While many investors may be tempted to shortlist funds based on recent performance, this may not be an ideal approach. Choosing the right fund is more crucial than picking the best performing funds, says Jason Monteiro of Prabhudas Lilladher. A top performing fund today, may not necessarily be a top performing fund tomorrow, he explains.
Sushruth Sunder of FE Online recently interviewed Jason Monteiro, AVP- MF Research & Content at Prabhudas Lilladher who shares interesting insights on the ideal holding period for mutual funds, factors to consider while investing in mutual funds and things to keep in mind while investing through SIPs. Here are edited excerpts:
A recent AMFI report noted that a whopping 51% of equity assets get withdrawn before a year gets over. Is there an ideal holding period for mutual funds?
When investing in equity mutual funds or equities in general, ideally, one should keep an investment horizon of 3-5 years, if not more. Unfortunately, investors tend to churn their portfolio based on the recent performance of their funds. Most retail investors tend to enter at the fag end of a bull run, but when the market underperforms, they tend to panic and redeem their investments. This behavioural trait deprives investors the world over from generating long-term wealth. The best way to deal with this is to align investments to financial goals, and stick to a financial plan.

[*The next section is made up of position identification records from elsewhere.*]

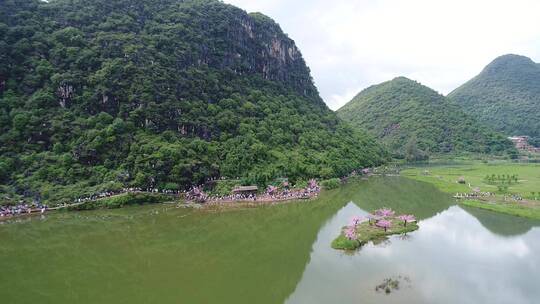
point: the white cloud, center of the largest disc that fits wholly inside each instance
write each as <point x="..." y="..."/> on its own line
<point x="351" y="44"/>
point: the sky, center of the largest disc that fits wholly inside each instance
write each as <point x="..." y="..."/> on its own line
<point x="352" y="44"/>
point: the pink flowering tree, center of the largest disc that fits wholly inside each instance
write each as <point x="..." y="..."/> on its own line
<point x="385" y="212"/>
<point x="407" y="218"/>
<point x="350" y="233"/>
<point x="271" y="190"/>
<point x="373" y="217"/>
<point x="383" y="224"/>
<point x="356" y="220"/>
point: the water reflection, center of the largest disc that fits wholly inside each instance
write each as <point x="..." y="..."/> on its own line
<point x="452" y="258"/>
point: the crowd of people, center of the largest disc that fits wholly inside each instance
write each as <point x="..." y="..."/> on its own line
<point x="110" y="193"/>
<point x="272" y="194"/>
<point x="8" y="211"/>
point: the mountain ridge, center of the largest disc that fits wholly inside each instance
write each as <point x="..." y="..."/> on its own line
<point x="103" y="95"/>
<point x="505" y="95"/>
<point x="401" y="110"/>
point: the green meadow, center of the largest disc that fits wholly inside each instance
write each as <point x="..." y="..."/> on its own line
<point x="445" y="177"/>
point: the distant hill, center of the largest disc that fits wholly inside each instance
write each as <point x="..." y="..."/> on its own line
<point x="402" y="112"/>
<point x="100" y="95"/>
<point x="505" y="95"/>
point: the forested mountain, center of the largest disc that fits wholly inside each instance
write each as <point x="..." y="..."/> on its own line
<point x="505" y="95"/>
<point x="414" y="120"/>
<point x="102" y="94"/>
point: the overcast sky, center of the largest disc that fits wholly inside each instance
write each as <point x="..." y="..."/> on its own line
<point x="352" y="44"/>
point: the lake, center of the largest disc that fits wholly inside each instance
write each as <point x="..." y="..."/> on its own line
<point x="272" y="254"/>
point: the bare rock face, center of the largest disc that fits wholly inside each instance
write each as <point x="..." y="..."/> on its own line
<point x="255" y="44"/>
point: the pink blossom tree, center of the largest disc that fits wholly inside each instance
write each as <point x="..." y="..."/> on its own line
<point x="383" y="224"/>
<point x="385" y="212"/>
<point x="407" y="218"/>
<point x="350" y="233"/>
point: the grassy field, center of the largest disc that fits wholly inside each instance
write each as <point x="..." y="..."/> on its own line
<point x="445" y="177"/>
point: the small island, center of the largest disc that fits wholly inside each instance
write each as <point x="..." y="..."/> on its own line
<point x="375" y="226"/>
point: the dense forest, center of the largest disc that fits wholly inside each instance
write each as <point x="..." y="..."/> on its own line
<point x="99" y="95"/>
<point x="414" y="121"/>
<point x="505" y="95"/>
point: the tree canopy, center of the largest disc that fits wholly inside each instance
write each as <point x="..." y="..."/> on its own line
<point x="412" y="120"/>
<point x="505" y="95"/>
<point x="98" y="95"/>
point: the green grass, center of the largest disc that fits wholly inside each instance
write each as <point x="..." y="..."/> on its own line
<point x="369" y="232"/>
<point x="445" y="177"/>
<point x="508" y="208"/>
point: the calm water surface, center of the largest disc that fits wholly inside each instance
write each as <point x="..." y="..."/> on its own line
<point x="277" y="254"/>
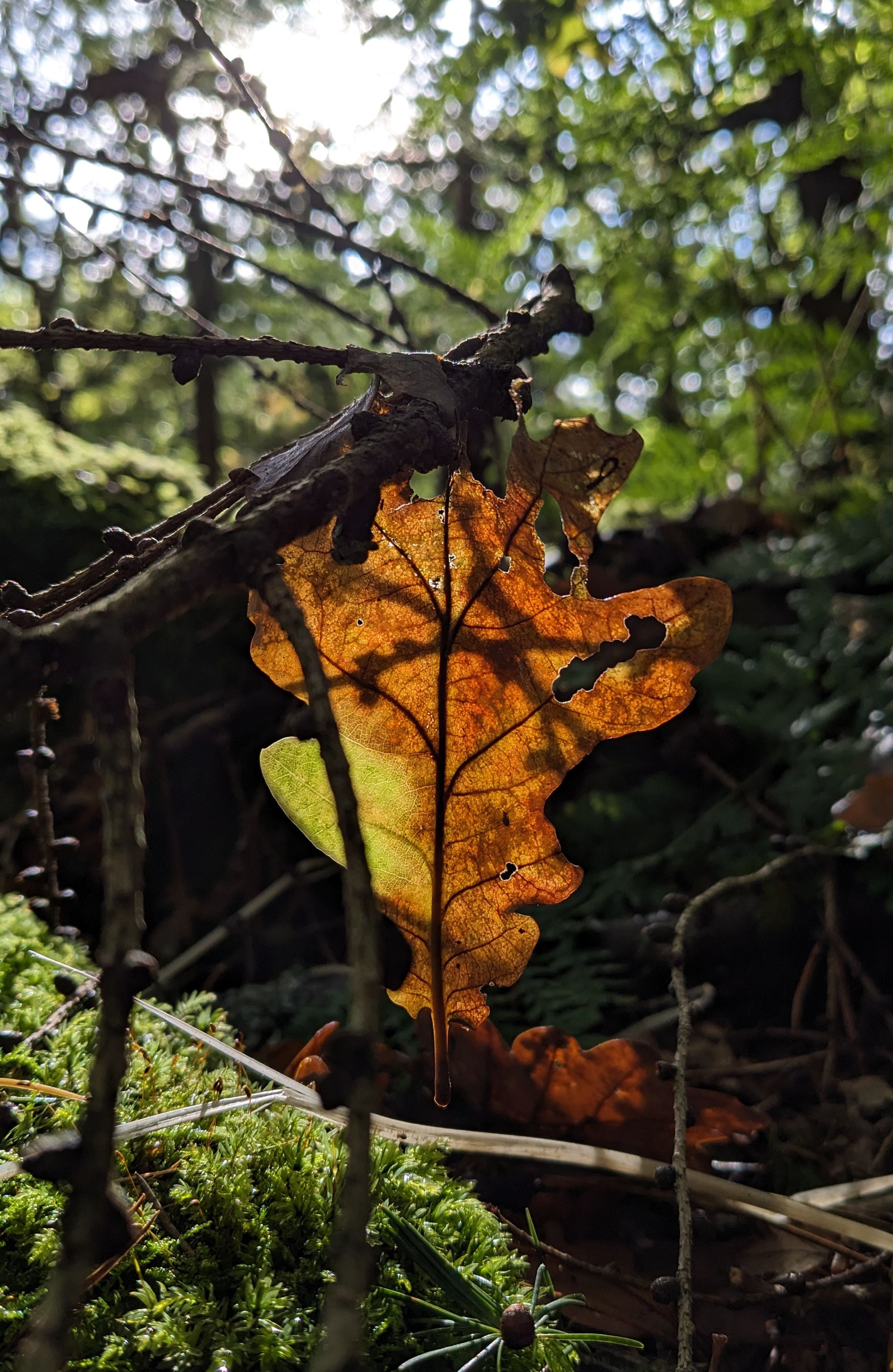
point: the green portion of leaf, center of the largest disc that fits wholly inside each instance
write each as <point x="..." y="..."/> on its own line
<point x="295" y="774"/>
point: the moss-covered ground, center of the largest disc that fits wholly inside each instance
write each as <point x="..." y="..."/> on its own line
<point x="253" y="1196"/>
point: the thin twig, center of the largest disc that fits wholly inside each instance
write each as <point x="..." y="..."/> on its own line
<point x="253" y="103"/>
<point x="206" y="243"/>
<point x="91" y="1213"/>
<point x="412" y="434"/>
<point x="754" y="803"/>
<point x="681" y="1099"/>
<point x="834" y="977"/>
<point x="311" y="232"/>
<point x="68" y="335"/>
<point x="352" y="1260"/>
<point x="164" y="1219"/>
<point x="804" y="983"/>
<point x="758" y="1069"/>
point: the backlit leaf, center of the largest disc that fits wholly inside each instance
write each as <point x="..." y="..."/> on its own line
<point x="441" y="654"/>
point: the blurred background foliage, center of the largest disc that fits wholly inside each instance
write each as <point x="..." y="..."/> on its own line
<point x="718" y="178"/>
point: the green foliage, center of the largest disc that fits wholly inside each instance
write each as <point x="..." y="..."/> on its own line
<point x="253" y="1196"/>
<point x="59" y="492"/>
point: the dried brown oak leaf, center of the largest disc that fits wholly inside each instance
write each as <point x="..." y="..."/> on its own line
<point x="610" y="1097"/>
<point x="441" y="655"/>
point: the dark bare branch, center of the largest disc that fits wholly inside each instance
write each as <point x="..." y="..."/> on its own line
<point x="95" y="1226"/>
<point x="681" y="1099"/>
<point x="212" y="559"/>
<point x="64" y="335"/>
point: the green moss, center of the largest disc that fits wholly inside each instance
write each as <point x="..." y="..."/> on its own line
<point x="252" y="1194"/>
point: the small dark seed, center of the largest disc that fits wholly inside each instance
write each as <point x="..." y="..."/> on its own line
<point x="28" y="874"/>
<point x="186" y="367"/>
<point x="792" y="1282"/>
<point x="117" y="540"/>
<point x="664" y="1290"/>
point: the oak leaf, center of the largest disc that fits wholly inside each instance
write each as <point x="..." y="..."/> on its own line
<point x="441" y="655"/>
<point x="610" y="1097"/>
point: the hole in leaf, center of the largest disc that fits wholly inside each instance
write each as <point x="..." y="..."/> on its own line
<point x="582" y="673"/>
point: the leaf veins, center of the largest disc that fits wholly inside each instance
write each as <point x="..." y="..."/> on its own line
<point x="441" y="654"/>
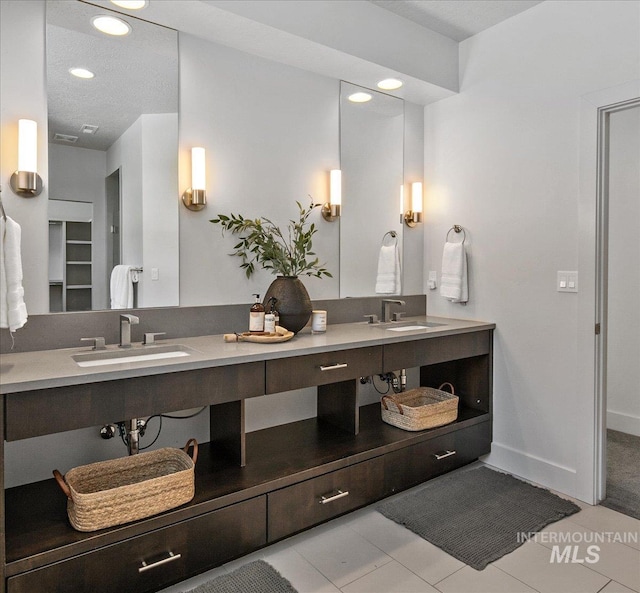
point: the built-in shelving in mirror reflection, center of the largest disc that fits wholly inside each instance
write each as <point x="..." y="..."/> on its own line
<point x="113" y="145"/>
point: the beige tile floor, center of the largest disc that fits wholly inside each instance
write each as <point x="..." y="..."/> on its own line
<point x="364" y="552"/>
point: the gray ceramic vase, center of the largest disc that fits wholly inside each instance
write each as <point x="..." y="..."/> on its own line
<point x="293" y="305"/>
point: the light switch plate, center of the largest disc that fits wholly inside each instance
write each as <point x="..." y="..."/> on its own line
<point x="567" y="281"/>
<point x="433" y="280"/>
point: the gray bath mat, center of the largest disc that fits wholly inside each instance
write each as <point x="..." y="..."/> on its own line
<point x="478" y="515"/>
<point x="623" y="480"/>
<point x="255" y="577"/>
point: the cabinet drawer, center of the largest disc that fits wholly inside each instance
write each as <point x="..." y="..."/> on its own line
<point x="320" y="369"/>
<point x="157" y="559"/>
<point x="300" y="506"/>
<point x="410" y="466"/>
<point x="404" y="355"/>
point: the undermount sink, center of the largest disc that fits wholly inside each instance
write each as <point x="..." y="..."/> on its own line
<point x="410" y="326"/>
<point x="138" y="354"/>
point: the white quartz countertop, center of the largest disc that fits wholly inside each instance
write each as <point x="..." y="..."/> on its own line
<point x="44" y="369"/>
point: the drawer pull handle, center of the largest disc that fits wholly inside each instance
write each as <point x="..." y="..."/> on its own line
<point x="333" y="367"/>
<point x="170" y="558"/>
<point x="444" y="454"/>
<point x="340" y="494"/>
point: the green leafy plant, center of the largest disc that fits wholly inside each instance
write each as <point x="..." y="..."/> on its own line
<point x="262" y="242"/>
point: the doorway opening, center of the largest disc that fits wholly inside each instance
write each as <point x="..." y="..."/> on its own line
<point x="618" y="278"/>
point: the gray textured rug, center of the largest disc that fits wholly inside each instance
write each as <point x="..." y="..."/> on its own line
<point x="255" y="577"/>
<point x="623" y="475"/>
<point x="478" y="515"/>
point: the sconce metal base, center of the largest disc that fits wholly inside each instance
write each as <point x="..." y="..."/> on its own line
<point x="26" y="184"/>
<point x="411" y="219"/>
<point x="330" y="212"/>
<point x="194" y="199"/>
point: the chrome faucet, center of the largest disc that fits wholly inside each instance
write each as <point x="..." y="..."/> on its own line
<point x="386" y="307"/>
<point x="126" y="321"/>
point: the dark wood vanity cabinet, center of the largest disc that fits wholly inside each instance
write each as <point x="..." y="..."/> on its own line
<point x="251" y="488"/>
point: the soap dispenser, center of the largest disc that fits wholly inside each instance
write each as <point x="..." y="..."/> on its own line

How should investors go about while choosing funds to invest in? What factors should they consider?
Choosing the right fund is more crucial than picking the best performing funds. Most investors select a fund by looking at the recent performance. Simply looking at past performance is not the ideal approach. A top performing fund today, may not necessarily be a top performing fund tomorrow.
One needs to look at quantitative, as well as, qualitative factors when short-listing mutual funds. The quantitative aspect should cover how the fund has performed on a risk-adjusted basis (Sharpe Ratio is a good indicator) over multiple timeframes, spanning from 1-3 years, and if it has generated an above-average alpha versus the benchmark over the periods. Apart from this, one needs to look at qualitative aspects, such as the fund house integrity and fund manager pedigree before zeroing on the right fund.
The right asset allocation depends on ones investment horizon and risk appetite. For an investment horizon of three years or more, an aggressive investor can keep an 80:20 (Equity:Debt) exposure. Moderate investors can invest equally across equity and debt, while conservative investors can keep an 20:80 ratio. For a personalised asset allocation plan, it would be best to consult a registered investment advisor.
What advice would you like to give to retail investors investing through SIPs?
When investing though SIPs, one must remember that the primary objective is to lower the average cost of the investments. Thus, the key to earn positive returns is to keep the systematic investments active, especially when the market underperforms. When the markets turnaround, is when the true advantage of investing through SIPs will be realised. Given the deep correction in Mid Cap and Small Cap Funds, now would be a good time to start a SIP or increase your exposure in these categories of funds, keeping an investment horizon of 3-5 years.